Keberadaan Sanksi Kebiri di Indonesia

Oleh: Hario Danang Pambudhi

(Content creator Advokat Konstitusi)

Di pengawal tahun 2021, Pemerintah baru saja menerbitkan Peraturan Pemerintah Nomor 70 Tahun 2020 tentang Tata Cara Pelaksanaan Tindakan Kebiri Kimia, Pemasangan Alat Pendeteksi Elektronik, Rehabilitasi, dan Pengumuman Identitas Pelaku Kekerasan Seksual terhadap Anak. Hadirnya PP ini merupakan pengaturan lebih lanjut dari oleh UU No. 17 Tahun 2016 tentang Pengesahan Perppu Nomor 1 Tahun 2016 tentang Perubahan Kedua atas UU No. 23 Tahun 2002 tentang Perlindungan Anak.

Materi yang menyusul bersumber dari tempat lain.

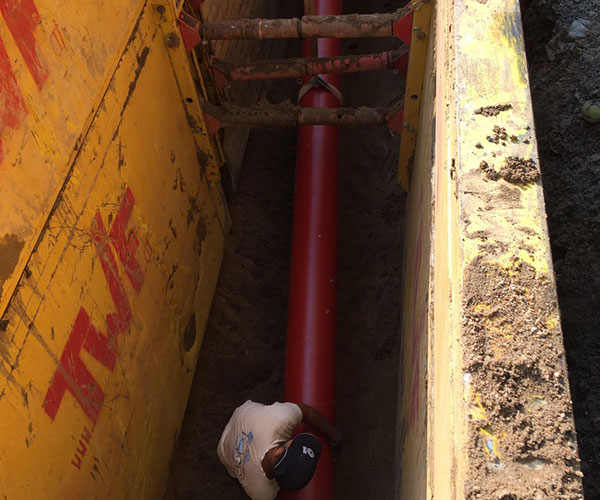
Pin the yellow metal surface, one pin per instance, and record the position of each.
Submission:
(414, 88)
(56, 58)
(456, 215)
(99, 340)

Adanya pengaturan teknis mengenai tata cara pengenaan kebiri membawa diskursus pro dan kontra tersendiri yang telah ada sejak diperkenalkannya sanksi tindakan kebiri dalam sistem pidana Indonesia melalui penetapan Perppu Nomor 1 Tahun 2016. Kala itu, KPAI menganggap telah terjadi kondisi darurat kekerasan seksual terhadap anak sehingga diperlukan adanya Perppu untuk menyelesaikan keadaan genting tersebut.

Keadaan tingginya kedaruratan anak yang dijadikan legitimasi untuk membentuk Perppu kemudian ditanggapi secara kontradiktif dengan beberapa kelompok, terutama dikarenakan pengenaan kebiri akan sangat bersinggungan dengan hak asasi manusia karena masih dianggap sebagai hukuman yang keji, tidak manusiawi, serta merendahkan martabat manusia.

Secara definisi, kebiri merupakan tindakan untuk membuat tidak berjalannya fungsi reproduksi baik itu bagi manusia maupun hewan baik itu dengan cara mengamputasi organ seks eksternal maupun memasukan zat kimia yang mampu memperlemah hormone testosteron. Dalam perkembangannya, bila merujuk pada pendapat Jean D. Wilson dan Claus Roehrborn, tindakan kebiri dalam perkembangannya juga digunakan sebagai hukuman yang kemungkinan dapat melakukan kejahatan.

Pengenaan kebiri sebagai sanksi dianggap tidak memerhatikan pembatasan-pembatasan hak asasi manusia yang berlaku. Hal ini dikarenakan sanksi kebiri merupakan sanksi pidana yang dapat dikonstruksikan sebagai hukuman yang keji, tidak manusiawi, serta merendahkan martabat manusia. Hal ini tentu bertentangan dengan pasal 7 ICCPR yang berbunyi “No one shall be subjected to torture or to cruel, inhuman or degrading treatment or punishment. In particular, no one shall be subjected without his free consent to medical or scientific experimentation”.

Dalam hal ini, pernyataan kebiri sebagai hukuman yang keji, tidak manusiawi, serta merendahkan martabat manusia dapat didasari dari dampak-dampak negatif yang timbul dari pengenaan kebiri, misalnya pada kebiri kimia dapat menimbulkan dampak negatif berupa penuaan dini pada tubuh. Cairan anti androgen diketahui akan mengurangi kepadatan tulang sehingga risiko tulang keropos atau osteoporosis meningkat. Selain itu, anti androgen juga mengurangi massa otot, yang memperbesar kesempatan tubuh menumpuk lemak dan meningkatkan risiko penyakit jantung dan pembuluh darah. Bahkan John Stinneford mengatakan bahwa subjek dari kebiri kimiawi akan mengalami proses yang disebutnya “melumpuhkan organ” dan dapat disebut sebagai suatu penyiksaan.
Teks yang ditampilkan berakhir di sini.